You will recall Charlie's speech evaluation at Children's Hospital. I just got the bill. $1,100 for a two-hour evaluation. (For us, $200 after insurance.) "Did she use any special electronic equipment?" Jeff asked. "No," I said, "pretty much just some old dollhouse furniture." Clearly, we are in the wrong field.
I got the report about a week ago. Charlie has age appropriate receptive language skills and some weird speech substitutions; the woman recommends that he continue speech services at 1.5 hours per week.
Last week at EI, a mom, Cindy, whose son has moderate hearing loss in both ears but hears normally with hearing aids and has similar speech skills to Charlie (that is to say, not really any problems), told us about her IEP meeting. She lives in another town, so we can't compare, but this is what went down: she had the hearing loss consultant at the IEP meeting. The town gave her son integrated preschool and two speech sessions per week.
I emailed the pupil services person and asked if we could have the hearing loss consultant at Charlie's meeting, which is in a couple of weeks. "You may invite whomever you choose," she wrote back. "What is it you will believe [this person] will bring to the table?"
In other words, "We will not pay for that."
I tell Priscilla, our EI person. I also tell her that I find it interesting that everyone says we live in such a great town that is so generous with services, but my only interactions with them thus far have seemed like pulling teeth. A few minutes later Carol, the pupil services person, calls me and tells me that while she agrees that the hearing loss consultant will be a part of Charlie's plan going forward, there is no need to have her at the meeting. I was barely civil to her on the phone.

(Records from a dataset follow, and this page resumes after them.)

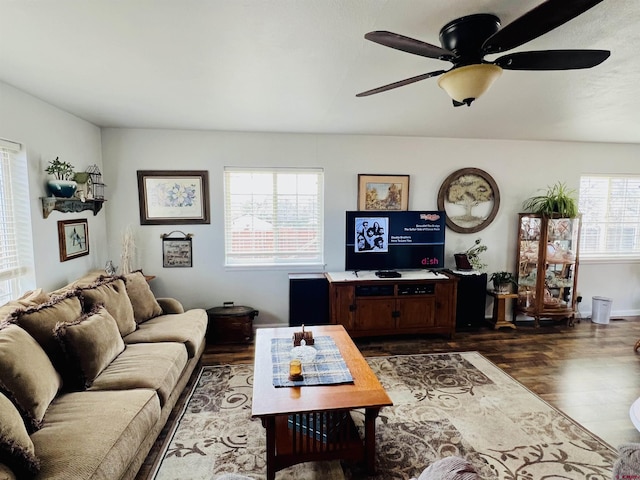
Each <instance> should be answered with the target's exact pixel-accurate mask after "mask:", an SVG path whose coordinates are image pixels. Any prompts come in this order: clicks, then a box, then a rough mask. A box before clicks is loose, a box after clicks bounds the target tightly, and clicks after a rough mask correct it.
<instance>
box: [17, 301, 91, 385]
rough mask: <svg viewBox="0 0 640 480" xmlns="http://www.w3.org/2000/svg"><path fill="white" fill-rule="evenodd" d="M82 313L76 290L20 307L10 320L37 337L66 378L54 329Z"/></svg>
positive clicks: (56, 365) (79, 316)
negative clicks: (36, 303) (47, 300)
mask: <svg viewBox="0 0 640 480" xmlns="http://www.w3.org/2000/svg"><path fill="white" fill-rule="evenodd" d="M80 315H82V305H81V304H80V299H79V298H78V294H77V293H76V292H68V293H67V294H65V295H62V296H58V297H53V298H52V299H51V301H50V302H48V303H44V304H42V305H38V306H36V307H30V308H26V309H20V310H17V311H15V312H13V313H12V314H11V317H10V321H12V322H14V323H17V324H18V325H20V326H21V327H22V328H24V329H25V330H26V331H27V333H29V335H31V336H32V337H33V338H35V340H36V342H38V343H39V344H40V346H41V347H42V348H43V350H44V351H45V352H46V353H47V355H48V356H49V359H50V360H51V363H53V366H54V367H55V369H56V370H58V372H60V373H61V374H62V378H63V379H66V362H65V357H64V354H63V352H62V349H61V348H60V345H59V344H58V342H57V341H56V339H55V337H54V336H53V329H54V327H55V326H56V324H58V323H61V322H73V321H75V320H77V319H78V318H79V317H80Z"/></svg>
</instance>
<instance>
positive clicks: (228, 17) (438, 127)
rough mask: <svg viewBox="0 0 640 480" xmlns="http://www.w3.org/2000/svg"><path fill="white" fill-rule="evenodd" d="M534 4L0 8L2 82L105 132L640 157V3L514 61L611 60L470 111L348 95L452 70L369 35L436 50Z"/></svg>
mask: <svg viewBox="0 0 640 480" xmlns="http://www.w3.org/2000/svg"><path fill="white" fill-rule="evenodd" d="M539 3H541V2H540V0H520V1H514V0H270V1H266V0H112V1H106V0H0V81H3V82H5V83H8V84H10V85H12V86H14V87H17V88H19V89H21V90H23V91H25V92H27V93H29V94H32V95H34V96H36V97H38V98H40V99H42V100H44V101H46V102H48V103H51V104H53V105H56V106H58V107H60V108H62V109H64V110H66V111H69V112H71V113H73V114H75V115H77V116H79V117H81V118H84V119H86V120H88V121H90V122H92V123H94V124H96V125H99V126H104V127H143V128H177V129H207V130H232V131H254V132H255V131H260V132H305V133H343V134H374V135H411V136H429V137H461V138H491V139H534V140H573V141H597V142H629V143H640V55H639V54H638V47H639V45H640V28H639V27H640V7H639V6H638V0H604V1H603V2H602V3H600V4H599V5H596V6H595V7H593V8H592V9H591V10H589V11H587V12H586V13H584V14H582V15H581V16H579V17H577V18H575V19H573V20H572V21H570V22H569V23H567V24H565V25H563V26H561V27H559V28H557V29H555V30H553V31H552V32H549V33H547V34H546V35H544V36H542V37H540V38H538V39H536V40H533V41H531V42H529V43H527V44H525V45H524V46H522V47H520V48H518V49H516V50H513V51H512V52H515V51H524V50H545V49H571V48H594V49H607V50H611V52H612V53H611V57H610V58H609V59H608V60H606V61H605V62H604V63H602V64H601V65H599V66H597V67H595V68H592V69H589V70H572V71H557V72H518V71H505V72H504V73H503V75H502V77H501V78H499V79H498V81H497V82H496V83H495V84H494V85H493V86H492V87H491V89H490V90H489V92H487V93H486V94H485V95H484V96H483V97H482V98H480V99H479V100H477V101H476V102H475V103H474V104H473V105H472V106H471V107H470V108H467V107H459V108H453V107H452V105H451V100H450V99H449V98H448V97H447V95H446V94H445V92H444V91H443V90H441V89H440V88H439V87H438V85H437V79H433V78H432V79H429V80H424V81H421V82H418V83H414V84H412V85H409V86H405V87H402V88H398V89H395V90H391V91H388V92H385V93H381V94H378V95H373V96H370V97H364V98H356V97H355V94H356V93H358V92H361V91H364V90H368V89H370V88H374V87H378V86H381V85H385V84H387V83H391V82H394V81H397V80H402V79H404V78H408V77H412V76H415V75H418V74H422V73H426V72H429V71H432V70H439V69H443V68H444V69H447V68H449V67H450V64H449V63H448V62H442V61H439V60H434V59H426V58H423V57H419V56H416V55H411V54H408V53H404V52H400V51H397V50H394V49H391V48H387V47H383V46H380V45H377V44H375V43H372V42H369V41H367V40H365V39H364V34H365V33H367V32H369V31H372V30H390V31H392V32H396V33H400V34H403V35H406V36H409V37H413V38H417V39H420V40H423V41H426V42H429V43H432V44H435V45H439V40H438V33H439V31H440V28H441V27H442V26H443V25H444V24H445V23H447V22H449V21H450V20H452V19H454V18H457V17H460V16H463V15H469V14H473V13H493V14H495V15H497V16H498V17H500V18H501V20H502V24H503V25H505V24H507V23H509V22H511V21H512V20H514V19H515V18H517V17H519V16H520V15H522V14H524V13H525V12H527V11H528V10H530V9H532V8H533V7H535V6H536V5H538V4H539ZM489 58H491V57H489ZM0 107H1V98H0Z"/></svg>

Do you have ANY IDEA what we pay in taxes to live in this town?
My son HAS HEARING LOSS and a PARALYZED FACIAL NERVE THAT MAKES IT HARD FOR HIM TO MAKE CERTAIN MOUTH MOVEMENTS. I am not a fruitcake mom. I am not making shit up. Shouldn't we continue the therapy that has lead him to succeed thus far?

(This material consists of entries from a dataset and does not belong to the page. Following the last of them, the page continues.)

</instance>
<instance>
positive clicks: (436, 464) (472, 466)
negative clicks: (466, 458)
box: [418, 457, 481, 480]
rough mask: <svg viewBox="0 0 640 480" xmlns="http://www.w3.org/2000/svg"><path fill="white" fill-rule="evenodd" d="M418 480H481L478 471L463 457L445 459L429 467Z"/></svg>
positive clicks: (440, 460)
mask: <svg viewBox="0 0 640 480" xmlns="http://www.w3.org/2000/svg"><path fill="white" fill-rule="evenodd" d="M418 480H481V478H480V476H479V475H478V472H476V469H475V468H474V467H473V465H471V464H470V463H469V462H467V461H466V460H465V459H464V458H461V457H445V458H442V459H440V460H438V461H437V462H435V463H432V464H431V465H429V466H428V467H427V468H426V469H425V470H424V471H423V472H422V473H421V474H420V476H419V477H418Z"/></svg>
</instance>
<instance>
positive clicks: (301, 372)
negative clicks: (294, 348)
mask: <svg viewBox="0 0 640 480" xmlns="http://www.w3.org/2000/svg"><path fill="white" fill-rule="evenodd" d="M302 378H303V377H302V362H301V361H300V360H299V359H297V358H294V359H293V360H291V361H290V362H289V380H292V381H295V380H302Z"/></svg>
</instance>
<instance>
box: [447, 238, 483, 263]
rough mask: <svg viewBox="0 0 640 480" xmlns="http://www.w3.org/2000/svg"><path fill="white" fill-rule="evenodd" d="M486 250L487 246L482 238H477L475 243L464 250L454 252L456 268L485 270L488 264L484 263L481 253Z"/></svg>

Today Charlie met with with town's speech pathologist for an evaluation. Naturally she concluded that Charlie is above average in every way and needs no services at all. "They're not even substitutions, they're more like distortions," she said--"And they're age appropriate."
Jeff is coming to the IEP meeting now. It's so useful to have a husband who looks like a Hell's Angel.

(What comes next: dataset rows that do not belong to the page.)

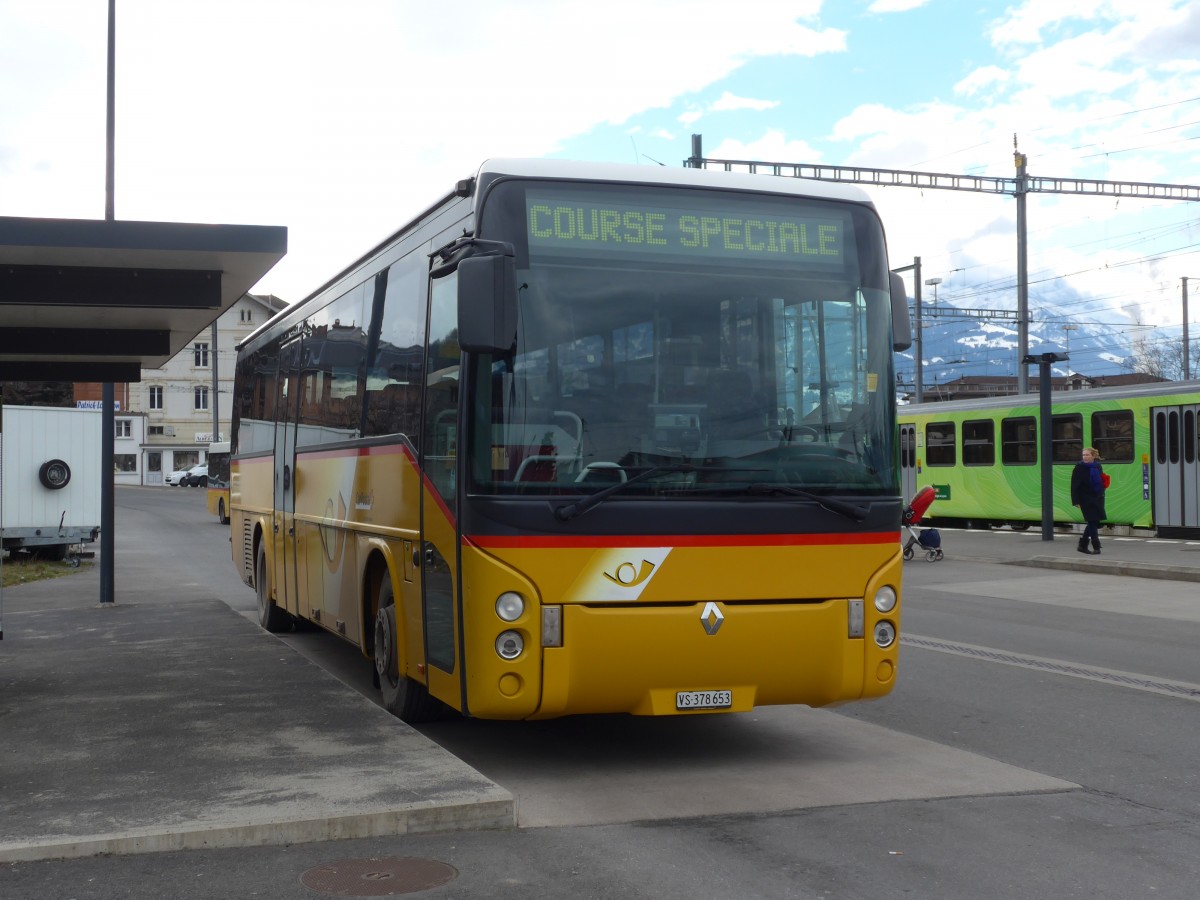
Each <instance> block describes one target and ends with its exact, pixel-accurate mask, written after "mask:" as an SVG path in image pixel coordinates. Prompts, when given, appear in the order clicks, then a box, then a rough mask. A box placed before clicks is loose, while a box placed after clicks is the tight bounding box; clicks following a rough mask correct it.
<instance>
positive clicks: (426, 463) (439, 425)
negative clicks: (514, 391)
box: [420, 274, 461, 708]
mask: <svg viewBox="0 0 1200 900" xmlns="http://www.w3.org/2000/svg"><path fill="white" fill-rule="evenodd" d="M457 290H458V277H457V274H450V275H446V276H444V277H440V278H434V280H433V281H432V282H431V284H430V316H428V352H427V354H426V358H425V360H426V362H425V365H426V371H425V414H424V418H422V434H421V472H422V474H424V476H425V478H424V484H425V488H424V490H422V491H421V553H420V569H421V606H422V617H421V618H422V620H424V623H425V659H426V662H427V664H428V668H427V671H428V688H430V692H431V694H432V695H433V696H436V697H438V698H439V700H443V701H445V702H448V703H450V704H451V706H455V707H458V708H461V701H460V700H458V698H460V695H461V683H460V682H458V680H457V679H456V674H461V666H458V665H457V662H458V660H457V655H458V654H457V646H458V641H457V635H458V626H457V614H456V613H457V608H456V607H457V604H456V598H457V590H456V587H457V584H456V582H457V575H456V571H457V560H458V552H457V548H458V516H457V506H458V504H457V497H458V491H457V463H458V460H457V457H458V391H460V371H458V362H460V350H458V341H457V337H456V331H457V328H458V300H457Z"/></svg>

Tonight I had a long talk with Julie, whose job is just like the woman who saw Charlie today. Long ago she predicted the town wouldn't pick him up for services and she was right. She made a very solid case for why Charlie really doesn't need services, though she agreed that he should be monitored. "What if he falls behind?" I asked. "He's not going to fall behind," she said. "So EI did too good of a job?" I asked. "No," she said. "He would have come this far all on his own." Then she offered to come with me to the meeting, even though she lives 45 minutes away and has a job and a six-month-old baby. I won't take her up on it, but boy, I am lucky to have such a good friend.
My instinct is that Charlie will be fine, because his teachers and Jeff and I are going to keep an eye on him. It's hard, though, to feel OK about it, when everyone else in my EI group is like, crazed for services. It makes me feel like I'm letting Charlie down if I don't hire a lawyer to screw the town.